In our house lodged a young woman, a milliner, who, I think, had a shop in the Cloisters. She bad been genteelly bred, was sensible, lively, and of a most pleasing conversation. Ralph read plays to her in the evenings. Afterwards he took a resolution of going from London, to try for a country school, which he thought himseLf well qualified to undertake, as he wrote an excellent hand, and was master of arithmetic and accounts. This, however, he deemed a business below him, and, confident of future better fortune, when he should be unwilling to have it known that he once was so meanly employed, he changed his name, and did me the honour to assume mine; for I soon after had a letter from him, acquainting me that he was settled in a small village (in Berkshire, I think it was, where he taught reading and writing to ten or a dozen boys, at sixpence each per week), and desiring me to write to him, directing for Mr. Franklin, schoolmaster, at such a place.
He continued to write to me frequently, sending me large specimens of an epic poem, which he was then composing, and desiring my remarks anu corrections. These I gave him from time to time, but endeavoured rather to discourage his proceeding. One of Young’s Satires was then just published. I copied and sent him a great part of it, which set in a strong light the folly of pursuing the Muses. All was in vain; sheets of the poem continued to come by every post. I now began to think of getting a little beforehand, and, expecting better employment, I left Palmer’s to work at Watts’s, near Lincoln’s Inn Fields, a still greater printing-house. Here I continued all the rest of my stay in London.
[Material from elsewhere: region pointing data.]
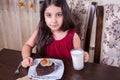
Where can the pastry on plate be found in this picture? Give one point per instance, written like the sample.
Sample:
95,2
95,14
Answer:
46,66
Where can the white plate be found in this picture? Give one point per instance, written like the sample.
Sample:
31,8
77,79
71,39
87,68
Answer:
57,74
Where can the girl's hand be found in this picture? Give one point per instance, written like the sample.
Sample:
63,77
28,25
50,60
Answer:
86,56
27,62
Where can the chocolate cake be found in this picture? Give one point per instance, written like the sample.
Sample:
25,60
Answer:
45,67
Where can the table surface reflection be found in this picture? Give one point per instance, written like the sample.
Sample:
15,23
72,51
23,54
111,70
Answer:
9,60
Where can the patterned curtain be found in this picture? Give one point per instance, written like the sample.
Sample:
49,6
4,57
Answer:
80,10
110,52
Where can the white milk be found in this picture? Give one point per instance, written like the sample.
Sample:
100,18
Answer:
77,59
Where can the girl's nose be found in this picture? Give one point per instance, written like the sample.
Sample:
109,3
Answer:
54,19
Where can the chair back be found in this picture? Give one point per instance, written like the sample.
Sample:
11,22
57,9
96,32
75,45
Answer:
107,44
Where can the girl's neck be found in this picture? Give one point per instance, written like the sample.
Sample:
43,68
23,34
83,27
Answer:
58,35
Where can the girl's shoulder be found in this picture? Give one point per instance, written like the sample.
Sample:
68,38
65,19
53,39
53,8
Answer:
72,31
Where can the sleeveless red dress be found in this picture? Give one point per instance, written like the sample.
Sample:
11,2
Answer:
61,48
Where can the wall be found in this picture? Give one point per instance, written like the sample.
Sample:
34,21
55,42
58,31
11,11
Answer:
17,22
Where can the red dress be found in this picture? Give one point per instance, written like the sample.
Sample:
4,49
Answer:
61,48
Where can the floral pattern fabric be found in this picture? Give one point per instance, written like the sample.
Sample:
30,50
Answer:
110,51
80,10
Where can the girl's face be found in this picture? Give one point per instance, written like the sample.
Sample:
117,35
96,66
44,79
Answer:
53,17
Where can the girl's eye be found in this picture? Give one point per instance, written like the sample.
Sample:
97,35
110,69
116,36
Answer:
59,14
48,15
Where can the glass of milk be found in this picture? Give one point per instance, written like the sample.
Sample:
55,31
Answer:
77,58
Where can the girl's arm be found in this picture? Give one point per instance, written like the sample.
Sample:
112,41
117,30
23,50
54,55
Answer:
76,45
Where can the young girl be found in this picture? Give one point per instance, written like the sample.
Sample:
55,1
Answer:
55,36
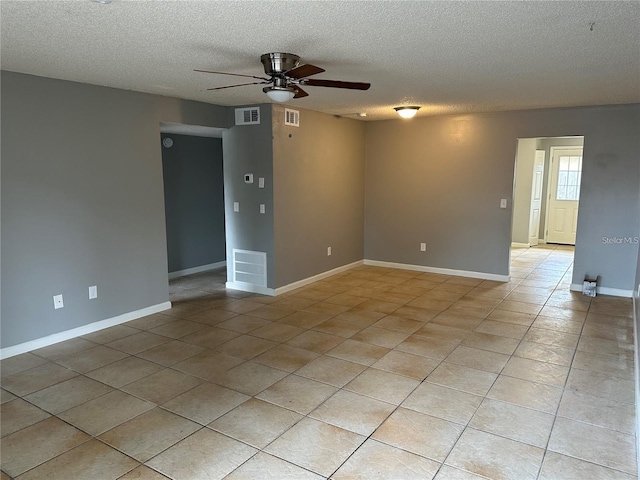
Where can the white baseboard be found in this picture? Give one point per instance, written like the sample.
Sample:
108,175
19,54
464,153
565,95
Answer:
614,292
273,292
201,268
443,271
250,287
83,330
315,278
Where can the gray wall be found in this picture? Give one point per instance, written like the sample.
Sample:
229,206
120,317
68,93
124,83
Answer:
82,201
248,149
194,201
440,179
546,144
319,195
525,159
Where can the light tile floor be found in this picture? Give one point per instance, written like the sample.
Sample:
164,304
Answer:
375,373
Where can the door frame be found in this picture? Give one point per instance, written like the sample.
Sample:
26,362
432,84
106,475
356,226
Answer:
552,151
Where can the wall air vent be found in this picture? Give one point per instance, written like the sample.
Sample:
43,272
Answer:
250,267
291,117
248,116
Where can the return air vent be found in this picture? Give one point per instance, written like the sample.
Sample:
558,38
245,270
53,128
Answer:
248,116
250,267
291,117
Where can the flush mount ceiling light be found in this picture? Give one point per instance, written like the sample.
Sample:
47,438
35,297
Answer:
407,112
279,94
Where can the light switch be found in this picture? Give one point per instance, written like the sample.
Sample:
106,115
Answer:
58,301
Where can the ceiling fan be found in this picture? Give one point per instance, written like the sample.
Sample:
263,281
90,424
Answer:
285,77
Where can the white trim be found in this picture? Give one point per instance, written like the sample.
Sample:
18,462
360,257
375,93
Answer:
443,271
614,292
83,330
201,268
249,287
636,373
315,278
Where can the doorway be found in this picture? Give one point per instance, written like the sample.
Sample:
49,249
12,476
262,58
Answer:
546,190
565,174
194,199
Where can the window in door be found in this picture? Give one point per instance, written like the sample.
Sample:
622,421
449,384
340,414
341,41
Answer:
569,173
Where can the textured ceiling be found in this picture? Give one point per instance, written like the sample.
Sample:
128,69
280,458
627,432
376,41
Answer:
448,57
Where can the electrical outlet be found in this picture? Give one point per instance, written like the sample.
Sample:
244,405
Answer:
58,302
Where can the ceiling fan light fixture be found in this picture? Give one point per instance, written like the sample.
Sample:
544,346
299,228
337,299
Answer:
279,94
407,112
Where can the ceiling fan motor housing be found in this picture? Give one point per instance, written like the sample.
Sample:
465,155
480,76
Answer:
275,63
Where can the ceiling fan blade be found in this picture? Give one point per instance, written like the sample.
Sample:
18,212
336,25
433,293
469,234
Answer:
304,71
238,85
233,74
336,84
299,92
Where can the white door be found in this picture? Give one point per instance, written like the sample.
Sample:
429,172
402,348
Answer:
536,197
564,195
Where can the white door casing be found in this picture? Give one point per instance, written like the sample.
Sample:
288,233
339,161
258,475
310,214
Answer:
536,197
564,195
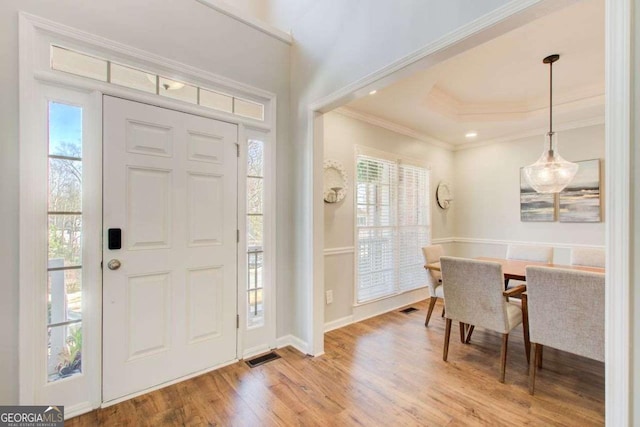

At my first admission into the printing-house I took to working at press, imagining I felt a want for the bodily exercise I had been used to in America, where press-work is mixed with the composing. I drank only water; the other workmen, near fifty in number, were great drinkers of beer. On occasion I carried up and down stairs a large form of types in each hand, when others carried but one in both hands. They wondered to see, from this and several instances, that the Water-American, as they called me, was stronger than themselves, who drank strong beer! We had an ale-house boy, who attended always in the house to supply the workmen. My companion at the press drank every day a pint before breakfast, a pint at breakfast with his bread and cheese, a pint between breakfast and dinner, a pint at dinner, a pint in the afternoon about 6 o’clock, and another when he had done his day’s work. I thought it a detestable custom; but it was necessary, he supposed, to drink strong beer that he might be strong to labour. I endeavoured to convince him, that the bodily strength afforded by beer could only be in proportion to the grain or flour of the barley dissolved in the water of which it was made; that there was more flour in a pennyworth of bread; and therefore, if he could eat that with a pint of water, it would give him more strength than a quart of beer. He drank on, however, and had four or five shillings to pay out of his wages every Saturday night for that vile liquor; an expense I was free from. And thus these poor fellows keep themselves always under.
Watts, after some weeks, desiring to have me in the composing-room, I left the pressmen; a new bien venu for drink, being five shillings, was demanded of me by the compositors. I thought it an imposition, as I had paid one to the pressmen; the master thought so too, and forbade my paying it. I stood out two or three weeks, was accordingly considered as an excommunicate, and had so many little pieces of private malice practised on me by mixing my sorts, transposing and breaking my matter, &c. &c., if ever I stepped out of the room; and all ascribed to the chapel ghost, which they said ever haunted those not regularly admitted; that, notwithstanding my master’s protection, I found myself obliged to comply and pay the money; convinced of the folly of being on ill terms with those one is to live with continually.